Despite the fall in revenue, Live Nation actually surpassed its pre-pandemic share price high in February 2021. “Given the massive social and economic toll that the lockdown has had on the public, we believe there will be strong momentum to reopen society swiftly as soon as vaccines are readily available. And we believe outdoor activities will be the first to happen,” said Michael Rapino, Live Nation president and chief executive. He also pointed to a survey stating that 95% of fans are likely to attend a concert when restrictions are lifted.
While plenty of investors believe that this demand means a surge in revenue and profit is inevitable, there are some that have doubts and have downgraded their Live Nation outlook.
InterContinental Hotels Group Plc
The travel and tourism industry has had a lot to contend with throughout the pandemic thanks to the huge restrictions on international travel. However, the vaccine rollout has left plenty of people feeling optimistic that holidays abroad will be back on the agenda soon, and InterContinental Hotels Group Plc has already managed to recoup all its Covid-19 losses.
Morgan Stanley recently raised price targets for InterContinental in line with the perceived pent-up demand for travel, while some investors have also identified it as one of the FTSE 100 growth stocks to watch — albeit a high-risk one.

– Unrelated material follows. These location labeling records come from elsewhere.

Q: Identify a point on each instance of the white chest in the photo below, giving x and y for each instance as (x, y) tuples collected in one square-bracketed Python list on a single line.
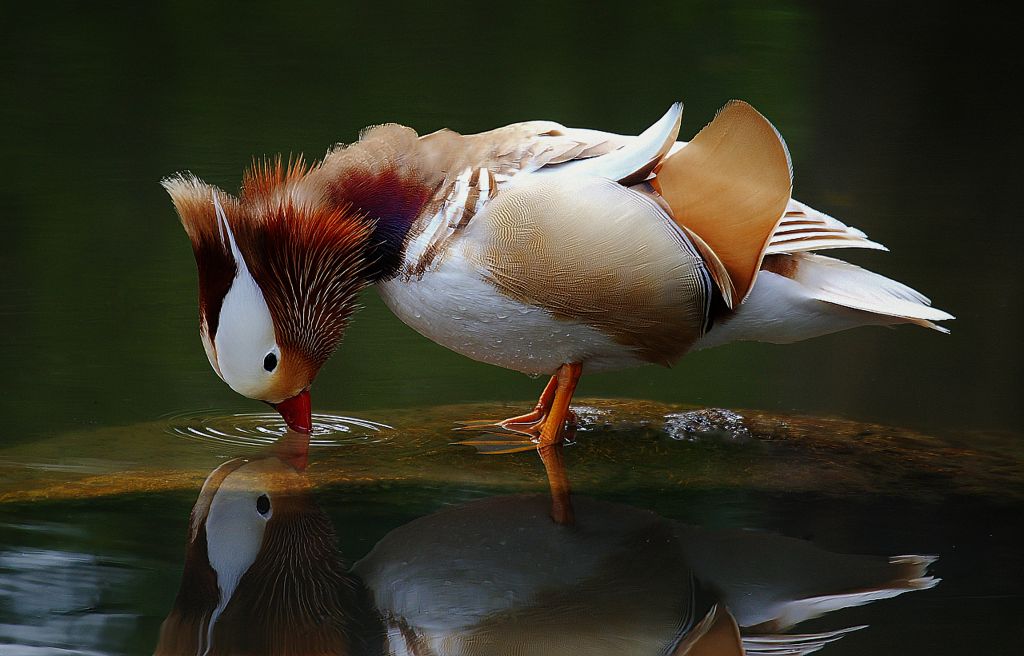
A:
[(454, 305)]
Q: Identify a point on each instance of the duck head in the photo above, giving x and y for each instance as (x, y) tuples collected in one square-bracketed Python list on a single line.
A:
[(280, 269), (262, 574)]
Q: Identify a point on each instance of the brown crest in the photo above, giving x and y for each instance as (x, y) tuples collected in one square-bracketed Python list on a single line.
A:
[(194, 201)]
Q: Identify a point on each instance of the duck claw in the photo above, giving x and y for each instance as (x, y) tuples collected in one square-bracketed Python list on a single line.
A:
[(498, 443)]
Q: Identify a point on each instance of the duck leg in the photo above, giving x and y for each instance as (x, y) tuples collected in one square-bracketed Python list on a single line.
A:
[(550, 442)]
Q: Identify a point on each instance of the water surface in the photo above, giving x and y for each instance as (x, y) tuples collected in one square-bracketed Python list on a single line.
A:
[(898, 124)]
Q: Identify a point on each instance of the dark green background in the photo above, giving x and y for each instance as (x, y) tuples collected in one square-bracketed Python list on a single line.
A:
[(895, 116), (899, 118)]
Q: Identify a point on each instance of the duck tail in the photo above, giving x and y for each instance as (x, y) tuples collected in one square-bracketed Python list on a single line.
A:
[(802, 295)]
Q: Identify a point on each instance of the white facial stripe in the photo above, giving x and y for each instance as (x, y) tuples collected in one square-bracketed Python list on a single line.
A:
[(235, 532), (245, 333)]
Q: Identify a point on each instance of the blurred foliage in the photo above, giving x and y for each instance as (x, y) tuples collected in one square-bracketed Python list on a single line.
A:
[(890, 127)]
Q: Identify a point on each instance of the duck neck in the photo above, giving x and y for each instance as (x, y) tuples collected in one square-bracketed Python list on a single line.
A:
[(390, 199)]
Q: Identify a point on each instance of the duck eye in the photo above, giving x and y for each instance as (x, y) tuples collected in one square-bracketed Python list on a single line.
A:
[(263, 505)]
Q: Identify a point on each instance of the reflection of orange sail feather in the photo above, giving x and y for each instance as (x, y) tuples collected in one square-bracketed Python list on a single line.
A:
[(263, 575)]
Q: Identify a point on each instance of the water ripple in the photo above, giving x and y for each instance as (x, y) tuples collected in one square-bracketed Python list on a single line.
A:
[(261, 429)]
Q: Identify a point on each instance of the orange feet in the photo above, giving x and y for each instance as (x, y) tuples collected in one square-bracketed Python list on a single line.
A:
[(542, 429)]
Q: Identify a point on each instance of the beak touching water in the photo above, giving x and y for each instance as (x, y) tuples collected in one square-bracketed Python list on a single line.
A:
[(297, 412)]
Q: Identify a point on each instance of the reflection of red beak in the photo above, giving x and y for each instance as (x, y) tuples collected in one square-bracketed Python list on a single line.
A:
[(293, 448), (297, 412)]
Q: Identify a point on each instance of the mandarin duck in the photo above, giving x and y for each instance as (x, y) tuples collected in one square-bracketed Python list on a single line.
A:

However, InterContinental group chief executive, Keith Barr, believes that recovery is hard to forecast because it is “totally related to vaccines”. Talking to the Financial Times, he also claimed that fears over permanent damage to business travel were “highly exaggerated”, but didn’t anticipate that part of the market to recover for several years. Potential investors will have to weigh up these factors before considering InterContinental shares.